Look at the case of a 64 year old male patient whose blood tests exhibited all of the above. The subsequent year, the person’s blood work showed a deterioration of the individual’s problem. Additionally, a guaiac test showed the presence of blood in the patient’s stool. Yet, doing no additional testing, the person’s doctor added a diagnosis of hemorrhoids into the individual’s record. In addition, the patients PSA level (a test that is used to screen males for prostate cancer) was a 10.3 (anything above a 4.0 is often viewed as high and troubling for prostate cancer). The physician did not put any report in the mans chart to indicate an examination of the prostate gland. The doctor failed to relay to the person about the high PSA levels and failed to refer the individual to a specialist.

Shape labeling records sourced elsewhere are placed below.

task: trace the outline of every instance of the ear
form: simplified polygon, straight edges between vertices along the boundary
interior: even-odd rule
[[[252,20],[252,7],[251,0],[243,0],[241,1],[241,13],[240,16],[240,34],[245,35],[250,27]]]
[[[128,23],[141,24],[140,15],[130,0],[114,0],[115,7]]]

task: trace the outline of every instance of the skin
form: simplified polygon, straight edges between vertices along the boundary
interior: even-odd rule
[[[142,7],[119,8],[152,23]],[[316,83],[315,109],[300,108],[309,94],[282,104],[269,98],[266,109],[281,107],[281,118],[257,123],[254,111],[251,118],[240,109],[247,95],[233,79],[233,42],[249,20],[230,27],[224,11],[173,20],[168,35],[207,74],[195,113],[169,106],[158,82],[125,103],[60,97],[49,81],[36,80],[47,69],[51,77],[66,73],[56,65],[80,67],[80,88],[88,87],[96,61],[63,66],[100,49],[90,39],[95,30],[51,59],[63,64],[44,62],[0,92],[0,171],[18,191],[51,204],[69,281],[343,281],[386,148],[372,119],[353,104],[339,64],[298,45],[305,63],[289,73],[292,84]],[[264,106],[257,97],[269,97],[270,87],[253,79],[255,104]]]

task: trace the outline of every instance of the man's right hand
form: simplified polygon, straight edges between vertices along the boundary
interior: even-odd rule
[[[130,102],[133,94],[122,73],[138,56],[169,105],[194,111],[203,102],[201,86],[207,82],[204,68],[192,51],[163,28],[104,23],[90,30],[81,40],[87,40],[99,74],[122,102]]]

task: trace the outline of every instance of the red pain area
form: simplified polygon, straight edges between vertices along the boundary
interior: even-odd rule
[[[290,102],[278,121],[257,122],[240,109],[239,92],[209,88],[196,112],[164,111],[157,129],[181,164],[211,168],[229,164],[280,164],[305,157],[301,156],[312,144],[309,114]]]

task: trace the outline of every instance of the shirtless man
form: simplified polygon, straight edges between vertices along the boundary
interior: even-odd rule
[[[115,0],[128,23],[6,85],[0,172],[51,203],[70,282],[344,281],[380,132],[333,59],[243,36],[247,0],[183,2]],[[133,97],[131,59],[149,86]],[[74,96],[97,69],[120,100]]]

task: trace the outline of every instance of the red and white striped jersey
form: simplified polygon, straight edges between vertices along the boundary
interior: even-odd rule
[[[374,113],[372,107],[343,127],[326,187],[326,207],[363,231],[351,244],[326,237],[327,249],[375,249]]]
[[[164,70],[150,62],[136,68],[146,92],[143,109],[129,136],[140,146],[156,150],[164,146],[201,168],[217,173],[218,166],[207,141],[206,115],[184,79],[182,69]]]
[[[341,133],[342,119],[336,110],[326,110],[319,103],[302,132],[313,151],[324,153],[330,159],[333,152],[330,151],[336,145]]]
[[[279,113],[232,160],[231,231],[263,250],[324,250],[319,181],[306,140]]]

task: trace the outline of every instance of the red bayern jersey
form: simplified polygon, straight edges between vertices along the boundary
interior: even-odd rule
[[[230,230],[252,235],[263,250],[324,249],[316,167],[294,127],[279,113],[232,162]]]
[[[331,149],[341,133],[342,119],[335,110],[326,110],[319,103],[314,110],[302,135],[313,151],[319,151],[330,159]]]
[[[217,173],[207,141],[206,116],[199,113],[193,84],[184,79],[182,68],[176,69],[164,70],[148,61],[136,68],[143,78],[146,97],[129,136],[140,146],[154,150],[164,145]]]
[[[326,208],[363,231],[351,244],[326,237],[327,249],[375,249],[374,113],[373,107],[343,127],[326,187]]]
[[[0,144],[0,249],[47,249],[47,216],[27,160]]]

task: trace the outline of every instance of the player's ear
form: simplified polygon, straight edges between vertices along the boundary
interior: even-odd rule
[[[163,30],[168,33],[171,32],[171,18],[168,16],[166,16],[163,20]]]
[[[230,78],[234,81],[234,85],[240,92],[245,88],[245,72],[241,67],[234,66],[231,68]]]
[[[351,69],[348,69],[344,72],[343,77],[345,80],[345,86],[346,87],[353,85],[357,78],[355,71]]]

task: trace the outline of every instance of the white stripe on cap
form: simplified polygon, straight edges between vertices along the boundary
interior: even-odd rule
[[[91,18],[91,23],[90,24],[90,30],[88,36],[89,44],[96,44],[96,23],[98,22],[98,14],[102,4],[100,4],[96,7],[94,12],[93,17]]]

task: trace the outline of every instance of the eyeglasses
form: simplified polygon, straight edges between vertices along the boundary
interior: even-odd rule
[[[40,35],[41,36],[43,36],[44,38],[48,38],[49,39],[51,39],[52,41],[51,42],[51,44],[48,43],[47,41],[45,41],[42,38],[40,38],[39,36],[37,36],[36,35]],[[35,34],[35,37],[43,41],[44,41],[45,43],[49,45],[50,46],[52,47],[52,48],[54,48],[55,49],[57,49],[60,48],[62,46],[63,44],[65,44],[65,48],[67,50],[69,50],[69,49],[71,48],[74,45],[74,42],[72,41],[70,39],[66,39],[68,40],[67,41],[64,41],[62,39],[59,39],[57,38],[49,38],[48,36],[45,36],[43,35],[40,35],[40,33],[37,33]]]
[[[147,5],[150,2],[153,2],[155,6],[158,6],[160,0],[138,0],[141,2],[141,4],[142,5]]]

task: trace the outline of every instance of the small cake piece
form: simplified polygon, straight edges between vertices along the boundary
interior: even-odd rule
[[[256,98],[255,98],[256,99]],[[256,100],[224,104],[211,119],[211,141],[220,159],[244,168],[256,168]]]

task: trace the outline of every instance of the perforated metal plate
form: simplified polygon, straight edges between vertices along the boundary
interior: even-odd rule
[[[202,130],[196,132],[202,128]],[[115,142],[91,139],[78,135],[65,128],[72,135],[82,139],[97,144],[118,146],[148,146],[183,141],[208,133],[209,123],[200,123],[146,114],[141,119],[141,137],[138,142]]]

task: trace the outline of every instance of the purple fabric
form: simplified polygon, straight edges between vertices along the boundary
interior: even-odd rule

Roughly two years later the person went to a different doctor. Because of the mans age this physician had him undergo a barium enema. The result: a diagnosis of advanced colon cancer. The person passed away from metastatic colon cancer not even 3 years following his diagnosis. The patient’s family initiated a case against the doctor who ignored the patients abnormally low blood test results and overlooked the existence of blood in the mans stool. The law firm that represented the family reported a settlement in the amount of $1,250,000
Blood tests are done for a reason. Abnormal test results suggest that something may be wrong, maybe even seriously wrong with the person and call for follow up. Sometimes follow up means repeating the blood test in just a short period of time to see whether the levels improve but when the levels deviate sufficiently from normal levels or continue to worsen, doctors usually recognize that this raises the need to order appropriate additional tests to determine the explanation for those levels. Physicians further normally consent that blood in the stool of an adult person calls for fast attention to rule out colon cancer as the cause. A colonoscopy is often used to look at all the colon and either locate or exclude the existence of any tumors. This physician failed to dor any of this.
Although settlements usually include no without any admission of liability by defendants it is no surprise that the law firm that handled this matter was able to report such a significant settlement.